Thus fell Russell and Sidney, two names that will, it is hoped, be for ever dear to every English heart.  When their memory shall cease to be an object of respect and veneration, it requires no spirit of prophecy to foretell that English liberty will be fast approaching to its final consummation.  Their department was such as might be expected from men who knew themselves to be suffering, not for their crimes, but for their virtues.  In courage they were equal, but the fortitude of Russell, who was connected with the world by private and domestic ties, which Sidney had not, was put to the severer trial; and the story of the last days of this excellent man’s life fills the mind with such a mixture of tenderness and admiration, that I know not any scene in history that more powerfully excites our sympathy, or goes more directly to the heart.

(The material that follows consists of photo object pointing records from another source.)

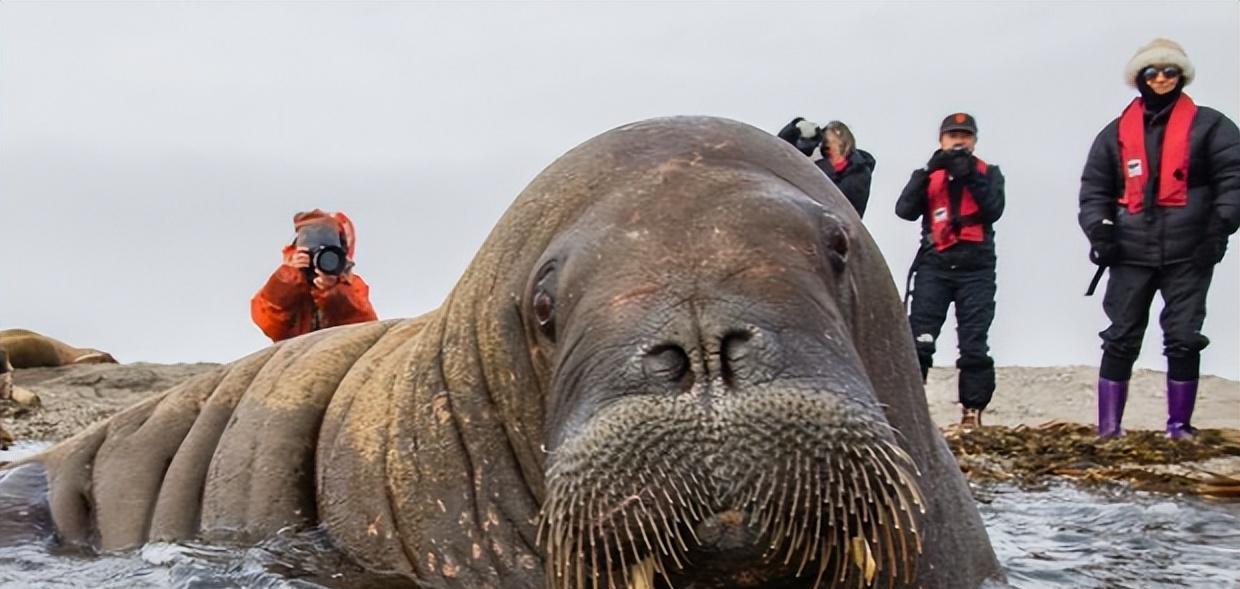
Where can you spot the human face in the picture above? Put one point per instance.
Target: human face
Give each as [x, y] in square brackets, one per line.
[950, 139]
[835, 145]
[1161, 78]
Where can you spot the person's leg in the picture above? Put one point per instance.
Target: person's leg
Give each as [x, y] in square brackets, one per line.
[931, 294]
[1129, 293]
[975, 313]
[1183, 289]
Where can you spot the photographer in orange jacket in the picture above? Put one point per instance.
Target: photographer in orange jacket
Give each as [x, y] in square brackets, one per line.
[314, 287]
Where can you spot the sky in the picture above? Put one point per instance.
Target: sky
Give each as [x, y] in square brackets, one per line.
[151, 155]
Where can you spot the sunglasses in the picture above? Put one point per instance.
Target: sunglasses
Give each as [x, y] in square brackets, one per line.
[1169, 72]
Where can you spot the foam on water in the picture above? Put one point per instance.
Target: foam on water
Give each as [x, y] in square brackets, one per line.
[1062, 537]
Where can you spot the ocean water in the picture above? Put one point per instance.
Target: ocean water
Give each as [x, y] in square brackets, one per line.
[1060, 537]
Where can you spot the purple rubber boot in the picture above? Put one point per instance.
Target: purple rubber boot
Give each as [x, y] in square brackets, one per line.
[1181, 398]
[1111, 397]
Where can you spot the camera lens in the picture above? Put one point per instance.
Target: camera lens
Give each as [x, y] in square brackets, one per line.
[329, 261]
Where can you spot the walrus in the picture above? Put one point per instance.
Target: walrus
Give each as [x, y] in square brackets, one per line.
[29, 350]
[678, 360]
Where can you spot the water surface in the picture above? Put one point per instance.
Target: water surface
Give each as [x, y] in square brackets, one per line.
[1060, 537]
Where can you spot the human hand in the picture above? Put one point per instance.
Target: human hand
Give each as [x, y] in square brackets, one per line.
[300, 258]
[939, 160]
[324, 282]
[961, 164]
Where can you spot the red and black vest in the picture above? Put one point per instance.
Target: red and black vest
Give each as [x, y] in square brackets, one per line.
[939, 211]
[1173, 164]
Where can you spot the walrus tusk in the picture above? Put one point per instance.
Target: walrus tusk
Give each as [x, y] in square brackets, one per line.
[863, 558]
[641, 575]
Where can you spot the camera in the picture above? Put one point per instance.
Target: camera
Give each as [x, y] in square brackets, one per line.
[326, 249]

The very day on which Russell was executed, the University of Oxford passed their famous decree, condemning formally, as impious and heretical propositions, every principle upon which the constitution of this or any other free country can maintain itself.  Nor was this learned body satisfied with stigmatising such principles as contrary to the Holy Scriptures, to the decrees of councils, to the writings of the fathers, to the faith and profession of the primitive church, as destructive of the kingly government, the safety of his majesty’s person, the public peace, the laws of nature, and bounds of human society; but after enumerating the several obnoxious propositions, among which was one declaring all civil authority derived from the people; another, asserting a mutual contract, tacit or express, between the king and his subjects; a third, maintaining the lawfulness of changing the succession to the crown; with many others of a like nature, they solemnly decreed all and every of those propositions to be not only false and seditious, but impious, and that the books which contained them were fitted to lead to rebellion, murder of princes, and atheism itself.  Such are the absurdities which men are not ashamed to utter in order to cast odious imputations upon their adversaries; and such the manner in which churchmen will abuse, when it suits their policy, the holy name of that religion whose first precept is to love one another, for the purpose of teaching us to hate our neighbours with more than ordinary rancour.  If Much Ado about Nothing had been published in those days, the town-clerk’s declaration, that receiving a thousand ducats for accusing the Lady Hero wrongfully, was flat burglary, might be supposed to be a satire upon this decree; yet Shakespeare, well as he knew human nature, not only as to its general course, but in all its eccentric deviations, could never dream that, in the persons of Dogberry, Verges, and their followers, he was representing the vice-chancellors and doctors of our learned university.